The Federal Carbon Dioxide Removal Leadership Act — introduced by Representative Paul Tonko (NY-20) and Representative Scott Peters (CA-52) in the House and Senator Chris Coons (DE) and Senator Sheldon Whitehouse (RI) in the Senate — would:

  • Direct the Department of Energy (DOE) to use technology-based approaches to annually remove an increasing amount of carbon dioxide, culminating in removal of 10 million net metric tons of carbon dioxide on a lifecycle basis starting in fiscal year 2035.
  • Support a diverse portfolio of viable CDR projects — including a special carve-out for small-scale projects.
  • Prioritize projects that deliver economic opportunity to areas likely to be impacted by the transition away from fossil fuels; emphasize public engagement and community benefits; and quantify and mitigate any environmental justice impacts.
  • Instruct DOE to ensure that best practices for monitoring, reporting and verifying carbon removals are applied to any funded projects.

Why This Legislation Is Important

Alongside immediate and significant emission reductions, enacting policies that will increase global technological CDR capacity is critical to meet the scale of CDR needed to stay below 1.5 degrees C (2.7 degrees F) of global warming. That means that to avoid the worst impacts of climate change around the world — from increasingly deadly extreme weather events to dramatic sea level rise — we need to rapidly grow the technological carbon removal sector. But technological CDR is a new industry based on the market value of removing carbon from the air, which is artificially low today without a carbon price accounting for the costs of climate change. It can be expensive, and it needs reliable customers that want to pay for its climate services so it can expand and reduce costs.

Direct air capture plant in green field with sunny sky
Carbon removal technologies such as direct air capture are designed specifically to clean excess carbon dioxide from the atmosphere. Federal contracts can help grow these innovative industries. Photo by Climeworks

The federal government has the capacity to be a transformational customer for technological CDR. Long-term, dependable federal purchasing of technological CDR, as proposed in the Federal Carbon Dioxide Removal Leadership Act, would serve as a significant and reliable source of demand for this new market, accelerating CDR deployment in the U.S. The federal government also has the responsibility to lead the way in this emerging industry, given the disproportionate level of emissions the U.S. is historically responsible for.

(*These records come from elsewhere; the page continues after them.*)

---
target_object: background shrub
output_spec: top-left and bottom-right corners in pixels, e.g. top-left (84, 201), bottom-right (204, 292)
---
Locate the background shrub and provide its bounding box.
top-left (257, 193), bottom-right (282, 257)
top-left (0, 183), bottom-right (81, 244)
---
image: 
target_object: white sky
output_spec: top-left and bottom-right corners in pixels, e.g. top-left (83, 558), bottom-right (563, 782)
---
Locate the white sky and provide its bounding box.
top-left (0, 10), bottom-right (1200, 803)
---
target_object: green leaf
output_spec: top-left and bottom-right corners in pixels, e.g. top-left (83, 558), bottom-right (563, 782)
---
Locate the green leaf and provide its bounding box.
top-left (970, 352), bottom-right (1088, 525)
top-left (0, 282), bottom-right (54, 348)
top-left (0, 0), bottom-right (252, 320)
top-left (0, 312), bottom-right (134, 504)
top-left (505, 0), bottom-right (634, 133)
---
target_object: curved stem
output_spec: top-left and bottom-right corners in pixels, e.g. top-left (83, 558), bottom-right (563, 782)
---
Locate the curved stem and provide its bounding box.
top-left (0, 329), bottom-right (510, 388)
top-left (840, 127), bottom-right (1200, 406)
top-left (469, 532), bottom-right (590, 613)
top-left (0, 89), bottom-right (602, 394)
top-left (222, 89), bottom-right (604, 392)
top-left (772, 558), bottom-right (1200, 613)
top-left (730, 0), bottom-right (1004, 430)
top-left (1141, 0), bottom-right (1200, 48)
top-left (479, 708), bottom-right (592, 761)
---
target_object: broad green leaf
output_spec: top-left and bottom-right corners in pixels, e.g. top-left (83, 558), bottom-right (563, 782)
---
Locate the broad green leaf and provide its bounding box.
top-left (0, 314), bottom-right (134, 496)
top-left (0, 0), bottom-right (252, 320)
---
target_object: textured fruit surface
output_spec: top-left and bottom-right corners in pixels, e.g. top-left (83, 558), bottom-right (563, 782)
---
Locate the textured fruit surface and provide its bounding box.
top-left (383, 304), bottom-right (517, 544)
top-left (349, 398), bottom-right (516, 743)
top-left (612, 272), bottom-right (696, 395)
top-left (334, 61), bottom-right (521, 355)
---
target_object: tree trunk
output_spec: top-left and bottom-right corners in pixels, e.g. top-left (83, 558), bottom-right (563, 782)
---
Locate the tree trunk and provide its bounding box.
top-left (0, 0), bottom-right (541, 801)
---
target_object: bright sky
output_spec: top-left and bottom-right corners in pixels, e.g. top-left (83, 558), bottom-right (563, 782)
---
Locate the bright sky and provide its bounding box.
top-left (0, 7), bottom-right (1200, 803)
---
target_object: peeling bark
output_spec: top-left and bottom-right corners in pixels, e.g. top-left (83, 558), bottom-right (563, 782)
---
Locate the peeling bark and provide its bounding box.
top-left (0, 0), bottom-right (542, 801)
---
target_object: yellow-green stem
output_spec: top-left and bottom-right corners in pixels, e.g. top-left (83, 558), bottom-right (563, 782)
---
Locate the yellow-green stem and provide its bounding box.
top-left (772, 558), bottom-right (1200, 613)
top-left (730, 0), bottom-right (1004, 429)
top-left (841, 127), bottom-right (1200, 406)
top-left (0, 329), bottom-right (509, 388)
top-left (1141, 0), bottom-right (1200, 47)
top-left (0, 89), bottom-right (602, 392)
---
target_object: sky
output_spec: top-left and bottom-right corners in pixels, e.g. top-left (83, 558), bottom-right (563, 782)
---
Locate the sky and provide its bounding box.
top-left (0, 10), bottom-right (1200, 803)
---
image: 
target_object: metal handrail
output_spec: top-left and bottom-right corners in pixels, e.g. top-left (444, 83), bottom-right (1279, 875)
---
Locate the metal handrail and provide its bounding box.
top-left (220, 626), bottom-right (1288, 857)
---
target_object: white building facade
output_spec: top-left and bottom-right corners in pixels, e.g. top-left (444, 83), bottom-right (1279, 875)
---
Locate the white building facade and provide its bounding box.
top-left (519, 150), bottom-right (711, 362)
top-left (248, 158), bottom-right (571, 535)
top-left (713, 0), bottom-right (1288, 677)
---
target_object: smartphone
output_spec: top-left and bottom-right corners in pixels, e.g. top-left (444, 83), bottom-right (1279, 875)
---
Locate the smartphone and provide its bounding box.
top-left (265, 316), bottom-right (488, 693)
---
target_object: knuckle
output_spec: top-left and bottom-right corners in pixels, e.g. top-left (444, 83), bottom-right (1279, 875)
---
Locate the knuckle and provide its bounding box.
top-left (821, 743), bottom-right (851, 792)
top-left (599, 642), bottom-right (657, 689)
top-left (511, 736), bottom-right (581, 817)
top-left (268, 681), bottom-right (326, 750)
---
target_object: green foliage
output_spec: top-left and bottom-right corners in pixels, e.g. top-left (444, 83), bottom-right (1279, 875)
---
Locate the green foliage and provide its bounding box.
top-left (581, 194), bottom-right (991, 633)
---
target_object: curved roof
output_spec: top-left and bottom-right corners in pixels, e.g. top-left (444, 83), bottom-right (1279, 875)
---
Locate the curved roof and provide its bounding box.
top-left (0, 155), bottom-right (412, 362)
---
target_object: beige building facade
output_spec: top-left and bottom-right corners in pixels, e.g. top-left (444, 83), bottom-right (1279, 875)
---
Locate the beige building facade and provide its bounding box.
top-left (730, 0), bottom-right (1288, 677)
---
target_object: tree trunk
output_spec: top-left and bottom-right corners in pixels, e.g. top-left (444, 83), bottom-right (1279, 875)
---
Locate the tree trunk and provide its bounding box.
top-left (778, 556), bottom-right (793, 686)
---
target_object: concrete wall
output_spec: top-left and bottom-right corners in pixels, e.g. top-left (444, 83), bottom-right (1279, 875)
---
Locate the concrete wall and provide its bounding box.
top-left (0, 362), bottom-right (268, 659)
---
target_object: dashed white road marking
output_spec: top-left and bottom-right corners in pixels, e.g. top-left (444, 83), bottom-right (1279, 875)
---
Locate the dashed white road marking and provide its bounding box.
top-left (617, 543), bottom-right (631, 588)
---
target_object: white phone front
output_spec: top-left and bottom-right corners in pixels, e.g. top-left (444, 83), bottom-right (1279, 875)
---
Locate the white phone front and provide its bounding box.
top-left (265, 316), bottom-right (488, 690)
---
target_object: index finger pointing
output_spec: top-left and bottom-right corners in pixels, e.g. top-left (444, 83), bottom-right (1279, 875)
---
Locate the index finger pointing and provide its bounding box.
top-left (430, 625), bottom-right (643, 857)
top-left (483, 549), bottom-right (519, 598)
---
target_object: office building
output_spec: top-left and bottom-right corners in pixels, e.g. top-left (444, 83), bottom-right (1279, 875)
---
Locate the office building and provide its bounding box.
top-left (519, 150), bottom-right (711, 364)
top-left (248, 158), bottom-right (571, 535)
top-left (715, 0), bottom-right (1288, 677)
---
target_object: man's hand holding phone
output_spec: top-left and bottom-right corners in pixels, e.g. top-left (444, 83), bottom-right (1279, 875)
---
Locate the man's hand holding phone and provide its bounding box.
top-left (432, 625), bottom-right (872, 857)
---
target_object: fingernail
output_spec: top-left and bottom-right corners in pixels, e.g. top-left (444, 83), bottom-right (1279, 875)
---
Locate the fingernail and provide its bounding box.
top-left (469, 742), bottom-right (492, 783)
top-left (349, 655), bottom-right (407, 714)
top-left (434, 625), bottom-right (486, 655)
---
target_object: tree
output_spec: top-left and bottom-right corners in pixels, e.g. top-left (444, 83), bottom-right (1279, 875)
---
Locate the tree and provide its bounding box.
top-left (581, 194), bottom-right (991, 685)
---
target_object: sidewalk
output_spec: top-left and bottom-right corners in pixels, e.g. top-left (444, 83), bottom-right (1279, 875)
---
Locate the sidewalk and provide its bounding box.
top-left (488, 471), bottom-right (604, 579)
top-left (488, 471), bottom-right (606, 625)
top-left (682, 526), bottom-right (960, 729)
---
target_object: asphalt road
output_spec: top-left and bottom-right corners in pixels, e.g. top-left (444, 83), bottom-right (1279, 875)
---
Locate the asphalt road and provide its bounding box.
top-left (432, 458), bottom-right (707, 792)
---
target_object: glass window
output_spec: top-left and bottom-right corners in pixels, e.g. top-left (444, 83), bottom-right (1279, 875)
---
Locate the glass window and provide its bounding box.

Further, the government can and should require contractors to responsibly use those federal dollars to deliver demonstrable results across a range of national priorities outside of climate, such as equitable economic development, and high-road labor practices. Federal CDR procurement should pair with policies that ensure its long-term efficacy, manage and mitigate any negative impacts and maximize the benefits of resulting economic opportunity for underserved and over-polluted communities, and communities negatively impacted by the clean energy transition. Requirements and prioritization around equity, environmental integrity and responsible growth, like those in the Federal Carbon Dioxide Removal Leadership Act, are one tool for ensuring CDR contributes to an equitable net-zero transition, and could help set precedents for operation across the industry more broadly.